The first and second respondent shall bear the costs of this
application on a legal practitioner and client scale.”
There
is no material dispute of facts as most facts giving rise to the
legal disputes on appeal are by and large common cause.
The
undisputed facts are that Mathonsi Family Enterprises (Pvt) Ltd who
was the second respondent in the court a
quo
is the registered owner of a certain immovable piece of property
commonly known as number 9 Simon Mazorodze Road being the Remainder
of Subdivision B of Delft Hopely.
Mathonsi
Family Enterprises wished to subdivide and sell a portion of the
property but apparently lacked the financial capacity to effect the
necessary subdivision and related costs to facilitate the sale and
transfer of the envisaged subdivision.
Eventually
it negotiated and entered into a conditional verbal agreement
sometime in 2010 where the first respondent would finance the whole
subdivision process, payment of capital gains tax and related costs
to facilitate its purchase of the resultant subdivision.
The
verbal agreement culminated in Mathonsi Family Enterprises (Pvt) Ltd
making the following resolution on 8 December 2010:
“RESOLVED
1.
That the company applies for the subdivision of the property commonly
known as No. 9 Simon Mazorodze being the Remainder of subdivision B
of Delft of Hopely into two properties.
2.
THAT Mayor Logistics (Pvt) Ltd be and is hereby authorised to provide
assistance and to make all such payments as may be necessary to
facilitate the subdivision, all of which will be taken into account
when disposing of the subdivision to it.
3.
THAT once the subdivision is approved, half or the smaller of the two
subdivided portions shall be sold to Mayor Logistics (Pvt) Ltd for
not more than US$35,000 per acre of the prime portions and at a
negotiated lower price for any swampy portions in recognition of
assistance in the subdivision process.
4.
THAT the payment terms be discussed with Mayor Logistics (Pvt) Ltd
once the subdivision is approved.
5.
THAT CLIFF Mathonsi be and is hereby authorised to sign any documents
and to do all such things as may be necessary on behalf of the
company to facilitate the subdivision and proposed disposal to Mayor
Logistics (Pvt) Ltd.”
According
to the first respondent the parties eventually settled for the price
of US$50,000.00 which is yet to be paid.
The
sale was however subject to a suspensive condition that it would only
come into effect upon the first respondent successfully facilitating
the subdivision in terms of the above resolution.
It
is common cause that the first respondent financed and facilitated
the acquisition of the necessary sub divisional permit thereby
partially fulfilling its part of the bargain.
Although
a draft written agreement was prepared in terms of the verbal
agreement and company resolution, Cliff refused to sign the draft on
behalf of Mathonsi Family Enterprises (Pvt) Ltd claiming that his
father wanted more money than previously agreed.
It
is plain that the verbal agreement was lawful and binding.
The
intended reduction of the verbal agreement to writing was a mere
formality not forming part of the contractual agreement.
It
is trite that in the absence of any prohibition or agreement to the
contrary, a verbal agreement is lawful and binding.

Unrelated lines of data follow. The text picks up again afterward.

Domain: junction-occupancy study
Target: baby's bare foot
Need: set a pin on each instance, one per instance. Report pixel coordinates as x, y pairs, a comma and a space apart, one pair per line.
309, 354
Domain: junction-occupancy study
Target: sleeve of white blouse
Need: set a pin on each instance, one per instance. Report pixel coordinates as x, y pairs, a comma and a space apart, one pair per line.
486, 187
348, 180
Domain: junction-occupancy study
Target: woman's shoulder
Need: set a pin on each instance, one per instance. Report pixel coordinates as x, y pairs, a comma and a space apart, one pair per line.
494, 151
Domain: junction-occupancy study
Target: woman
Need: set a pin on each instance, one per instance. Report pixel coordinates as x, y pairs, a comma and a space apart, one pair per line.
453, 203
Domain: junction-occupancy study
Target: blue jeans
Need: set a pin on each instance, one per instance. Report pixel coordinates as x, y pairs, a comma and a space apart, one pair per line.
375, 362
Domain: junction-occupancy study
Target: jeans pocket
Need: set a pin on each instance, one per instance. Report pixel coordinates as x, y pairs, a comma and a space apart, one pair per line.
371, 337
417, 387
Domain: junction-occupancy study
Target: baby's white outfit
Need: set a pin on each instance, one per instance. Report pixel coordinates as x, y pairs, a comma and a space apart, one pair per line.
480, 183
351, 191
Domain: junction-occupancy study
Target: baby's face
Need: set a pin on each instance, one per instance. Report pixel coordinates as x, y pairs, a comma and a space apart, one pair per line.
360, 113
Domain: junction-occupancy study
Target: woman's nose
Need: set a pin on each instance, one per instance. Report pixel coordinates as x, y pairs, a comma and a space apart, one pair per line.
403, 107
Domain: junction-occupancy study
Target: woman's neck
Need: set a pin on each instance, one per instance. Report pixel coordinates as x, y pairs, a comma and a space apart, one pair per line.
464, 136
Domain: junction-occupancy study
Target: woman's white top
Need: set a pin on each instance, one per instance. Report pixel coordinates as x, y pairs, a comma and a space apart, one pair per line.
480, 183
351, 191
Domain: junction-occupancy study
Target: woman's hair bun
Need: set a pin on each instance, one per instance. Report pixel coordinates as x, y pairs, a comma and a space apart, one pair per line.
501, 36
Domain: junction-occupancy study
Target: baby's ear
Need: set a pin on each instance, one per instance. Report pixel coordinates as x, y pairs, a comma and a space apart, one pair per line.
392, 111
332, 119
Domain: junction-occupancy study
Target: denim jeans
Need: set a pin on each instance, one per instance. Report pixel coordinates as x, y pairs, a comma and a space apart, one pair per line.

This explains why
by far the majority of contractual agreements are verbal. There is no
legal requirement in our jurisdiction that every contractual
agreement be reduced to writing.
Despite
the verbal agreement and the 1st
respondent having partially fulfilled its part of the bargain,
Mathonsi Family Enterprises (Pvt) Ltd resold the disputed property at
a higher price to the appellant unbeknown to the first respondent on
4 April 2011.
The
above facts clearly establish beyond question that Mathonsi Family
(Pvt) Ltd sold the same property twice, firstly, to the first
respondent and secondly to the appellant.
The
court a
quo
was therefore correct in treating the matter as a double sale
dispute. There is absolutely no substance in the appellant's
argument to the contrary.
A
dispute having arisen and in a bid to protect and enforce its
contractual rights the 1st
respondent successfully sued Mathonsi Family Enterprises for specific
performance in the High Court under case number HC218/12 in which it
obtained the following default order on 5 June 2012:
“IT
IS ORDERED THAT:
1.
The defendant (Mathonsi
Family Enterprises (Pvt) Ltd)
be and is hereby directed to transfer stand 102 Grobbie Township of
subdivision B of Delft of Hopely to the plaintiff (1st
respondent)
against
payment
of US$50,000.00.
2.
Should the defendant refuse or neglect or fail to sign the documents
facilitating the said transfer the Deputy Sheriff be and is hereby
authorised to sign them in defendant's stead.
3.
The defendant shall pay the costs of suit on an attorney and client
scale.”
Counsel
for the appellant Mr Uriri
raised
the point that the above default judgment was unenforceable because
it has superannuated at common law through the effluxion of time as
it was issued more than 3 years ago.
He
however later abandoned the objection conceding that superannuation
was not in issue as the first respondent was not seeking execution.
In
view of that concession it shall not be necessary to determine that
issue.
I
now turn to consider the appeal on the merits.
It
is trite that save in special circumstances which do not concern us
here, no appeal lies to this court against a default judgment which
is normally reversed by rescission of judgment or a declaration of
nullity.
It
therefore, follows that in the absence of special circumstances, no
valid ground of appeal can be laid at the door of this court
concerning the propriety or otherwise of a default judgment. Whether
or not there was non-joinder or any other irregularity pertaining to
the default judgment that is a complaint to be laid at the court
a quo's
door and not this court.
There
being no special circumstances pleaded in this case, this court will
not entertain any argument calculated to impugn the validity of the
default judgment at hand.
Despite
the appellant's concerted efforts to have the default order
reversed, the order is still extant, valid and binding. That being
the case, it is not tainted by any form of illegality or impropriety.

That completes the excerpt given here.